Wole Soyinka was born in Abeokuta, western Nigeria, in 1934. Following Literature and Drama Studies in Nigeria (Ibadan) and England (Leeds) he worked at the London Royal Court Theatre as an actor and dramatic advisor, where he also wrote his first plays. In 1960 he returned to Nigeria, where he undertook further drama studies, founded two acting troupes, directed two literary journals and taught at various universities. In 1967 he was accused of supporting the Biafran independence movement and was imprisoned without trial. The poetry collections »Poems from Prison« (1969) and his first autobiographical work »The Man Died« (1972) are concerned with the period that followed. Two years and four months later, he was freed in part owing to international protests. Since then he has been in exile twice, staying in Europe, USA and Ghana, with appointments as visiting professor in a number of universities. He also served as President of the International Theatre Institute in Paris, and later was the Woodruff Professor of Humanities at Emory University, Atlanta. During this period, in 1997 he was tried in absentia for high treason.
Ever since his early plays Soyinka has borne witness to the development of modern Africa and at the same time shaped his own vision of the human condition. In doing so he has positioned himself against uncritical embrace and romanticization of pre-colonial values and instead advocates a self-assured and creative advancement of African traditions. In his often satirical and ironic work, and with a passionate and challenging flow, Soyinka champions pluralism, democracy and social and political equality for Africa. The metaphorically rich and poetic myths of Yoruba are merged with those of Europe, combining Yoruba idioms of expression with the European and fusing literature with a political history of ideas.
In 1986 Soyinka was both the first black and the first African writer to win the Nobel Prize for Literature. In his later works – including essays and several autobiographical novels – he also focuses on global problems. In the BBC Reith Lecture series, published as »Climate of Fear« (2004) he confirms the political responsibility of citizens worldwide and condemns the major world religions as the most dangerous powers of the twenty-first century.
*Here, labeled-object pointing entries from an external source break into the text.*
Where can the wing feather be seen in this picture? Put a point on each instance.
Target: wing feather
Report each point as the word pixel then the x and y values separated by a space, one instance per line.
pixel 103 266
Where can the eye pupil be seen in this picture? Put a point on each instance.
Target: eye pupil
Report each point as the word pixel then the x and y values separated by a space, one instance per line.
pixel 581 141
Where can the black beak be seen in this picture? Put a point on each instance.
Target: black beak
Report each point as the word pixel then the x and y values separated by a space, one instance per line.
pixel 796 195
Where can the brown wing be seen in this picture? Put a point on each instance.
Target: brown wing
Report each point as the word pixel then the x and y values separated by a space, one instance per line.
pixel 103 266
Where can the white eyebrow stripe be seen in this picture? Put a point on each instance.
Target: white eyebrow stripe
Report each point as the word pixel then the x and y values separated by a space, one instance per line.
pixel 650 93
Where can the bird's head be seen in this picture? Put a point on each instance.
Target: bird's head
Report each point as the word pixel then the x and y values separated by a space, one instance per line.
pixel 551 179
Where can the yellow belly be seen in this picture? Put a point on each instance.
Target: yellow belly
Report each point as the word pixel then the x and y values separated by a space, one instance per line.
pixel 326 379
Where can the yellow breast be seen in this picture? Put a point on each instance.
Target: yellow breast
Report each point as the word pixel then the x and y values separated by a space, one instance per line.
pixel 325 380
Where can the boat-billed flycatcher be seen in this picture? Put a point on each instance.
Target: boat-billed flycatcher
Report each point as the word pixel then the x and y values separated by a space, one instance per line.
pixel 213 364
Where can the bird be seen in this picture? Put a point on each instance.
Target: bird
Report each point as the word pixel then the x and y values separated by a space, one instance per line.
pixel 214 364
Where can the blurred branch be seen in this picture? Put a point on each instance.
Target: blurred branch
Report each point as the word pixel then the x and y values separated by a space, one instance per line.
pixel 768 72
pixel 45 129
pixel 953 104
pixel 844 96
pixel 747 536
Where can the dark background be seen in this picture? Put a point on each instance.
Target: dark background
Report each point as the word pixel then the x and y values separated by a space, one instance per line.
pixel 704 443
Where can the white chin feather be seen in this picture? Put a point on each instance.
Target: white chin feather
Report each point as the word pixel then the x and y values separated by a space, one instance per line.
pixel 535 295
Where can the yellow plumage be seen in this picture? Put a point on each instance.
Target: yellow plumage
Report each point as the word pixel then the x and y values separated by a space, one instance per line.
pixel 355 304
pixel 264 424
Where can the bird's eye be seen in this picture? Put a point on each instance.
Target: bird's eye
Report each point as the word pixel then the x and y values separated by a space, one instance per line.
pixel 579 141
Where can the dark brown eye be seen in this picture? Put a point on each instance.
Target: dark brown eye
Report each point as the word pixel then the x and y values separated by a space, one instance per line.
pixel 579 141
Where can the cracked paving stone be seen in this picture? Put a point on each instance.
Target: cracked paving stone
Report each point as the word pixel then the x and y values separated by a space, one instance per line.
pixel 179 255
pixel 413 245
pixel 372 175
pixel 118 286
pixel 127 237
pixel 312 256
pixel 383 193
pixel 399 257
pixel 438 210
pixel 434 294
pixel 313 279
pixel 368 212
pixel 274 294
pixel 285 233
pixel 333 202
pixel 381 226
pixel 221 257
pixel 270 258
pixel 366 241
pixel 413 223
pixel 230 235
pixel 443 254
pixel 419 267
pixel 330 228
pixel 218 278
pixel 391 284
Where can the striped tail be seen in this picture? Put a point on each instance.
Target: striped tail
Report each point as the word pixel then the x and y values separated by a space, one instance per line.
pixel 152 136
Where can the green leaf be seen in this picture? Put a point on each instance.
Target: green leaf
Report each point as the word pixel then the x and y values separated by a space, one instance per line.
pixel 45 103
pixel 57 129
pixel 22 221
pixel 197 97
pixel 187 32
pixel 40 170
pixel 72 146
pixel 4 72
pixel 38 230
Soyinka has received multiple distinctions both in his native country and internationally. He has been awarded honorary doctorates by several universities – among them Leeds, Emory, Yale, Harvard, Montpellier, Toronto and Bayreuth – and is member of British, African, French and German literary associations, Commander of the Order of the Italian Republic and honorary citizen of New Orleans, Houston and Montpellier. Recently, in an article for »The Guardian«, he spoke out against the manipulation of the Nigerian elections in A pr il 2007. The author divides his time between Nigeria and the United States where he is currently a Senior Fellow of the Black Mountain Institute, University of Nevada, Las Vegas, and Non-Resident Fellow of the DuBois Institute, Harvard University. He has also resumed his position at the Obafemi Awolowo University, Ile-Ife, Nigeria, as Emeritus Professor in Comparative Literature.